There is an extraordinary degree of consensus in favor of the U.N. becoming “significantly more powerful in world affairs.” This prospect is seen as “mainly positive” in every country (21 majorities, 2 pluralities) and by an average of 64 percent. A mere 19 percent on average sees this prospect as mainly negative. Especially enthusiastic are Germany (87%), Spain (78%), Indonesia (77%), and the Philippines (77%). Six in 10 Americans (59%) favored it, with only 37 percent opposed. The only two countries to have just a plurality in favor are Turkey (40% to 24%) and Argentina (44% to 22%).

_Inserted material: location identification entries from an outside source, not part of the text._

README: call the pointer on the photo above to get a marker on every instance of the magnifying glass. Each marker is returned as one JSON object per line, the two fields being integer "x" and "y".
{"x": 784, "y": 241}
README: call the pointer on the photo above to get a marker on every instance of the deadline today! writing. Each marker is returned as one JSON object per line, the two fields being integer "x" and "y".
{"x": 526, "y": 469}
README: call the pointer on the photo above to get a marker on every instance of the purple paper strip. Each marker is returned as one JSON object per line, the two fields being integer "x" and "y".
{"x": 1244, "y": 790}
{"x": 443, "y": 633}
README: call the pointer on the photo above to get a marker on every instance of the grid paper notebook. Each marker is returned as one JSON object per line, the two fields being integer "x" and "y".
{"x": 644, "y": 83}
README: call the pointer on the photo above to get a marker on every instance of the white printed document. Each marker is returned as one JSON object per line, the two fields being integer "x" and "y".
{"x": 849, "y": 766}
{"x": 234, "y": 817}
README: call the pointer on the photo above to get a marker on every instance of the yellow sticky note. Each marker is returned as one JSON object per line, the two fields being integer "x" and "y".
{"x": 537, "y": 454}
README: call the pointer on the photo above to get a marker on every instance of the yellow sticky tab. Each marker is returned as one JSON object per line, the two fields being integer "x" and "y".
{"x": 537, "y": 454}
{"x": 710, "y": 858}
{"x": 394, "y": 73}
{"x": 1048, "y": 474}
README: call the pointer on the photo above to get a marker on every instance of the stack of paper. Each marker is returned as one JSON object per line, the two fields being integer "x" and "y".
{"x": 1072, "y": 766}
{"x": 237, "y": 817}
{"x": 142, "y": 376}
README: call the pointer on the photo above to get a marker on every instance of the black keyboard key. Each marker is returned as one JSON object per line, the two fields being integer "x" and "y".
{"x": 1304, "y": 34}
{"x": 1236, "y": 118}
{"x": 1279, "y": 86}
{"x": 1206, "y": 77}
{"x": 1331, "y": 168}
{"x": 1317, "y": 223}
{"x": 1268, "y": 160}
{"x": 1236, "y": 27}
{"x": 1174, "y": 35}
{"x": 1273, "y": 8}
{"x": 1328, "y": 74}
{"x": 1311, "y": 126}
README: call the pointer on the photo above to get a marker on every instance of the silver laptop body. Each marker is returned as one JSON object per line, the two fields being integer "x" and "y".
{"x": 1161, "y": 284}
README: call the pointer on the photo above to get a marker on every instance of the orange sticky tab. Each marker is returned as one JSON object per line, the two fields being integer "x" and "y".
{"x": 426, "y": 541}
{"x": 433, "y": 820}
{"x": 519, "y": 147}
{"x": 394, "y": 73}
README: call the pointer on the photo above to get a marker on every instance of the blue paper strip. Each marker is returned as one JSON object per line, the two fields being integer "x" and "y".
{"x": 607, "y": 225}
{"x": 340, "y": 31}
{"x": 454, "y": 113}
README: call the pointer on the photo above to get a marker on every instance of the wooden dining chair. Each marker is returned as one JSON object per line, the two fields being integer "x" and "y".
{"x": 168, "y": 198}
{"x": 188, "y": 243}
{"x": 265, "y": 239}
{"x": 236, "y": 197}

Steven Kull, director of PIPA, comments, “Very large majorities all around the world are calling for the U.N. to become more powerful in world affairs. Consistent with this sentiment there is broad support for making the UN Security Council more representative by adding new members, and making it less unwieldy by giving the U.N. Security Council the power to override the veto of a permanent member. Most striking, even citizens in three of the five permanent member states are willing to give up their absolute veto power, and the other two are divided. The readiness for dramatic change is very palpable.”
Doug Miller, President of GlobeScan, says, “Results suggest that the tight control of the United Nations by a few countries may soon be history. There is strong popular support for the democratization of the UN system.”
Polling was conducted from November 15, 2004 to January 3, 2005 with 23,518 people. In eight of the countries, the sample was limited to major metropolitan areas. The margin of error per country ranged from +/-2.5-4%.